Review of China Chilcano
PHOTO: Nobu Usuzukuri at China Chilcano (c) Sery Kim
With 21 restaurants, as well as a highly documented bromance with the gloriously blunt Anthony Bourdain, celebrity chef/restauranteur Jose Andres has imprinted the cultish food scene with singularity. Crowds, profits, cocktails, food, Andres' effortless ability to conjur up innventive culinary experiences leaves guests with the lingering question of "Why didn't I think of that?"
Into this bemusing befuddlement is China Chilcano, a Japanese/Chinese meets Peruvian cacophony of senses, recently opened by Jose Andres. Located in the ill-named Chinatown -- oddly barren of any real Chinese artifacts -- the Mayor of D.C. might as well rename this grid as "Andres-ville" since China Chilcano marks the fourth Andres' restaurant within a two block grid.
China Chilcano, unlike the more subtle nuisances of Oyamel, Jaleo and Zatinya (Andres other restaurants in Chinatown), leaves no tastebud untouched. If their dishes were a child's kaleidoscope, then China Chilcano's menu was a kaleidoscope on an Anthony Bourdain acid trip.
PHOTO: Pisco Sour and Cholotini at China Chilcano (c) Sery Kim
Truly, their dishes are an Americanized, super-sized version of Japanese/Chinese/Peruvian food, where every dish is heavily flavored and seasoned like a teenager trying on makeup for the first time. Hardly any dish was carefully crafted and seasoned, instead exhuberant and bold, almost too eager by half.
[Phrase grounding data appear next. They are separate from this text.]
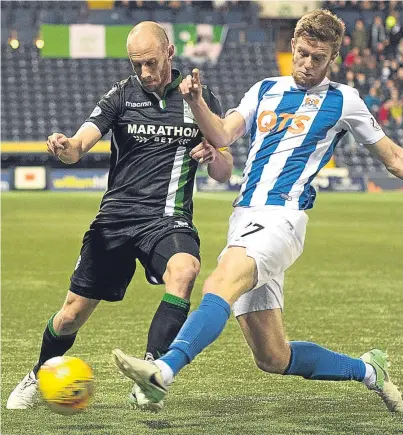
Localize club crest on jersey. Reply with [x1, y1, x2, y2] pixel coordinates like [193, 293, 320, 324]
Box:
[302, 94, 322, 110]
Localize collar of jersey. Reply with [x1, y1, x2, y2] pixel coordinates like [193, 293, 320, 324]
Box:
[135, 69, 182, 109]
[290, 76, 330, 91]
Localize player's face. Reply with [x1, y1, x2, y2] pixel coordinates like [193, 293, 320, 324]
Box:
[128, 41, 173, 95]
[291, 37, 335, 88]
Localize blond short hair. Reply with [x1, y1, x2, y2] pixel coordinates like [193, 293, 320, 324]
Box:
[294, 9, 345, 56]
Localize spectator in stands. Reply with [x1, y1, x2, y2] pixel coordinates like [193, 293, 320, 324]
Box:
[390, 59, 400, 76]
[329, 62, 343, 82]
[378, 101, 391, 126]
[168, 1, 182, 9]
[345, 70, 355, 88]
[373, 78, 383, 96]
[355, 72, 369, 95]
[352, 55, 365, 74]
[362, 47, 376, 68]
[339, 35, 352, 62]
[352, 19, 368, 54]
[381, 60, 392, 82]
[394, 67, 403, 94]
[364, 87, 382, 115]
[383, 79, 398, 100]
[344, 46, 359, 68]
[365, 58, 379, 84]
[389, 89, 403, 126]
[377, 1, 388, 13]
[361, 0, 373, 10]
[374, 41, 387, 62]
[370, 15, 386, 51]
[389, 0, 403, 14]
[387, 13, 403, 56]
[397, 39, 403, 63]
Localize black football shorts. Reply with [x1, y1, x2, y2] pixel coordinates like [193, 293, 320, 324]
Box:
[69, 218, 200, 302]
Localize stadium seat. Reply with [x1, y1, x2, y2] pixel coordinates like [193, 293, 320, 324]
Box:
[85, 9, 118, 25]
[38, 8, 60, 24]
[222, 10, 245, 26]
[336, 10, 360, 35]
[130, 9, 152, 25]
[152, 8, 174, 24]
[174, 7, 195, 24]
[197, 9, 223, 25]
[360, 10, 378, 28]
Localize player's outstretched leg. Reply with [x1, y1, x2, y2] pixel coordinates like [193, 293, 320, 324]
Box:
[7, 292, 99, 410]
[237, 310, 403, 413]
[129, 243, 199, 412]
[113, 247, 255, 404]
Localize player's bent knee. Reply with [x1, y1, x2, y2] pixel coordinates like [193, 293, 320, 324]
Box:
[164, 255, 200, 299]
[166, 256, 200, 283]
[254, 350, 290, 374]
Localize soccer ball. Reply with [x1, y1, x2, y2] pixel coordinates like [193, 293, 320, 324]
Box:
[37, 356, 94, 415]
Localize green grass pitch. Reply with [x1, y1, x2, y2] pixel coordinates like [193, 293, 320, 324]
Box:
[2, 191, 403, 434]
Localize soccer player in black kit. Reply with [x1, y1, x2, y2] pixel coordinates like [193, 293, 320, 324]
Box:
[7, 22, 233, 412]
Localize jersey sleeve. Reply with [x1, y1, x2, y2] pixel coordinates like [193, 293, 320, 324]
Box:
[203, 86, 223, 118]
[84, 83, 121, 136]
[203, 87, 228, 150]
[225, 81, 262, 134]
[339, 88, 385, 145]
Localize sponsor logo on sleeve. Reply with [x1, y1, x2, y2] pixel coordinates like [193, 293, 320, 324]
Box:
[371, 117, 381, 131]
[90, 106, 102, 117]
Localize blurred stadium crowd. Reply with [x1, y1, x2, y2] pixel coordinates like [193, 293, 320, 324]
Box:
[326, 2, 403, 134]
[1, 0, 402, 174]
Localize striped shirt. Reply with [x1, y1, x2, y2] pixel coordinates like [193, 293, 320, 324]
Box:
[229, 76, 385, 209]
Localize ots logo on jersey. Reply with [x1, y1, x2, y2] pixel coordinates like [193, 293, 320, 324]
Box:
[258, 111, 311, 135]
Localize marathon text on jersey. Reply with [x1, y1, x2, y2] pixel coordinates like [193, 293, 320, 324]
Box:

For instance the dim sum, especially the Dorado -- a golden egg, shrimp, pork, jicama, and peanut -- had too much pork thus overpowering the more interesting elements of this dim sum. A more judicious balance between meat and vegetables would have allowed the airy strength of this Chinese dish to shine. The more desirable dim sum dish was the Sanguche de Chancho Nipon which, despite having incorporated two fried elements of pork belly and lotus steam bun, felt very light.
PHOTO: Sanguche de Chancho Nipon at China Chilcano (c) Sery Kim
As far as the sushi was concerned, despite Andres being inspired in this section of the China Chilcano menu by Nobu-san (the flawless chef of the epoynomous restaurant NOBU), the China Chilcano sushi was too pungent and, again, in a recoccuring theme, too many flavors contrasted the rhythm of the food rather than allowing the subtle beauty of the sushi breathe.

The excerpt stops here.